The Unit Trust of India (UTI) has, in an internal exercise, assessed that investors holding up to 3,000 units account for about 53 per cent of its flagship Unit Scheme-64's total capital, which stood at Rs 12,778 crore as on June 30, 2001.
The assessment allows the UTI to paint scenarios on the hit it would have to take when the scheme turns net asset value (NAV)-based on January 1, 2002.
According to UTI sources, the UTI had to arrive at an estimate of the redemption pressure US-64 could encounter when its NAV becomes part of the public domain on January 1.
Also, since UTI would have to bear a loss equal to the difference between Rs 10.50 per unit committed to the unitholder in January and the NAV as it stands on the day of redemption, the institution would have to arm itself with sufficient liquidity.
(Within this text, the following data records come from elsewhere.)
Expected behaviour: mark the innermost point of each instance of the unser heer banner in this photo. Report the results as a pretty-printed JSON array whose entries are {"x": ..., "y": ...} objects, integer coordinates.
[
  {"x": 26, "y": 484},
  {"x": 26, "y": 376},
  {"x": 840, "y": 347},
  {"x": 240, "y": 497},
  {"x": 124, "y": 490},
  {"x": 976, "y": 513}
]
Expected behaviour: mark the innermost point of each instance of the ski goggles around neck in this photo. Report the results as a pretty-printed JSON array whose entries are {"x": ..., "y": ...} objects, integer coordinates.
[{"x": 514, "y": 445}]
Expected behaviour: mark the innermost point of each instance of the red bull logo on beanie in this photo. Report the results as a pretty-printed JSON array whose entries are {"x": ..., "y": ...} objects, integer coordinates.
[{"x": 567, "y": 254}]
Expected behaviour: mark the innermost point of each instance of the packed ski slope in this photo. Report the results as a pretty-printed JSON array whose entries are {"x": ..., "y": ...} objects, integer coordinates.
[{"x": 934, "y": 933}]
If the market price of US-64 units, which hovered around Rs 8.30 to Rs 8.50 per unit in the National Stock Exchange last week is any indication of its NAV, then the UTI would have to cough up at least Rs 2.00 on redemption of every unit.
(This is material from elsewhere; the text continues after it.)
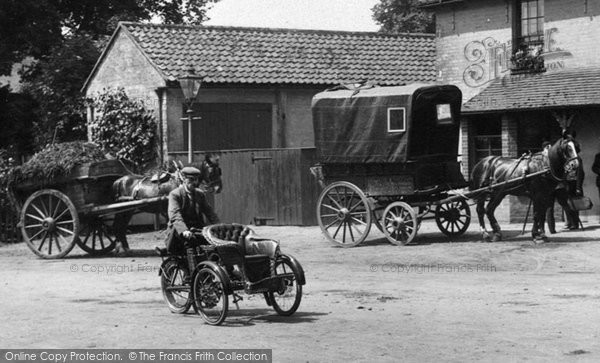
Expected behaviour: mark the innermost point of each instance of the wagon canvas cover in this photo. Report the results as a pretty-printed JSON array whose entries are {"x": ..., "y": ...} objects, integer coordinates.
[{"x": 375, "y": 125}]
With over 20 million individual unit holders, the higher the redemption, the more the hit UTI or the government would take.
UTI has never disclosed its flagship scheme's full portfolio since its inception in the last 37 years. Nor has it ever published its NAV which is equal to the total market value of US-64's net assets divided by the number of outstanding units.
Fund analysts point out that the average of the sale and repurchase price of US-64 units gives an approximate idea of the scheme's NAV. The investments of US-64 in debt and real estate also came in the way of the Trust not publishing the daily NAV.
UTI has, however, now decided to transfer US-64's debt portfolio and real estate investments to its development reserve fund (DRF) at market value which is estimated at Rs 1,200 crore and withdraw an equal amount from the DRF.